Mythisches Wrocław – Teil 2

Data aktualizacji: 2016-10-18

Der zweite Teil der Reise auf den Spuren der ältesten Volkssagen, Sensationen aus der vergangenen sowie der jüngsten Zeit, Erzählungen, die mehr oder weniger mit der Hauptstadt von Niederschlesien in Verbindung stehen.

7. Die Kirche St. Elisabeth (ul. św. Mikołaja 1)

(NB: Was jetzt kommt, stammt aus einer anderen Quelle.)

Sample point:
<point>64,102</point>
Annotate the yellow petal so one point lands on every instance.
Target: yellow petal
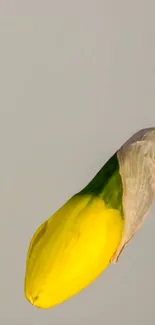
<point>70,250</point>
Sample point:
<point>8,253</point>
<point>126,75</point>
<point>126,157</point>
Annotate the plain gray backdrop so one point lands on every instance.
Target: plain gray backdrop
<point>77,79</point>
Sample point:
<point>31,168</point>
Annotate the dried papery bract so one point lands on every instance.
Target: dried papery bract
<point>137,168</point>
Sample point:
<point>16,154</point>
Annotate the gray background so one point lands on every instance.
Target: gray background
<point>77,78</point>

Die gotische Basilika, errichtet an Stelle einer älteren Kirche aus dem 14. Jh., ragt über den Rynek und die umliegenden Gebäude. Die ursprünglich katholische Kirche wurde im Jahr 1525 von den Protestanten übernommen, der Legende nach verlor sie Erhard Scultetus, Meister der Kreuzherren von St. Mathias, beim Kartenspiel. Der Bau war zu diesem Zeitpunkt 130 Meter hoch und eins der höchsten Gebäude in Europa, was es v.a. dem riesigen, fast 50 Meter großen Turmhelm zu verdanken hatte. Am 24. Februar 1529 fiel dieser Helm während eines Sturms auf das Nachbarhaus Nr. 22. Die Katholiken waren der Meinung, es sei die Strafe dafür, dass man ihnen die Kirche weggenommen hatte. Die Protestanten wiederum hielten das Ereignis für ein Zeichen der göttlichen Vorsehung und erzählten, dass Engel gesehen wurden, die das fallende Turmfragment stützten, was auch auf einem Relief an der Kirchenfassade verewigt wurde. Während der Katastrophe starb nämlich nur eine Katze.

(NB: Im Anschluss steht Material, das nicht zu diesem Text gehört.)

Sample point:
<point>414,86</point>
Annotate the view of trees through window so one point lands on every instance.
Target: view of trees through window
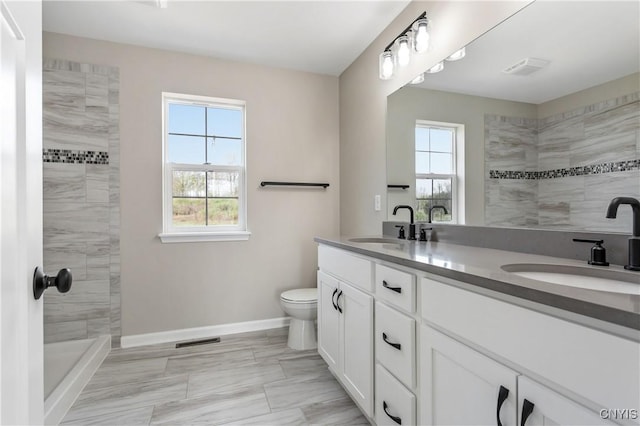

Von der Kirche St. Elisabeth begeben wir uns nach Norden, entlang der ul. Odrzańska. Für einen Moment können wir beim Eingang in die kleine Gasse Stare Jatki halt machen. In der einst im Besitz der Metzgerzunft befindlichen Straße lassen sich nun kleine Galerien nieder, in denen man Kunstwerke oder Souvenirs kaufen kann. Hier befindet sich auch das außergewöhnliche Denkmal für die Schlachttiere, das jedes Jahr durch einen neuen Bronzeguss ergänzt wird. Die Tafel „Zu Ehren der einfachen Gleichungen“ des Künstlers Get-Stankiewicz wird jedes Jahr neu enthüllt. Anschließend gehen wir geradeaus auf die ul. Odrzańska und biegen nach ca. zehn Metern rechts ab, in die ul. Nożownicza. Wir erreichen die Kreuzung mit der ul. Szewska, biegen links ab und betreten das Haus Nr. 50/51. Ein kurzer Gang führt zum Innenhof. Unterwegs gehen wir an einigen günstigen Restaurants und Servicepunkten, u.a. an einem Photo-Salon, vorbei. (Zeit: 15 min)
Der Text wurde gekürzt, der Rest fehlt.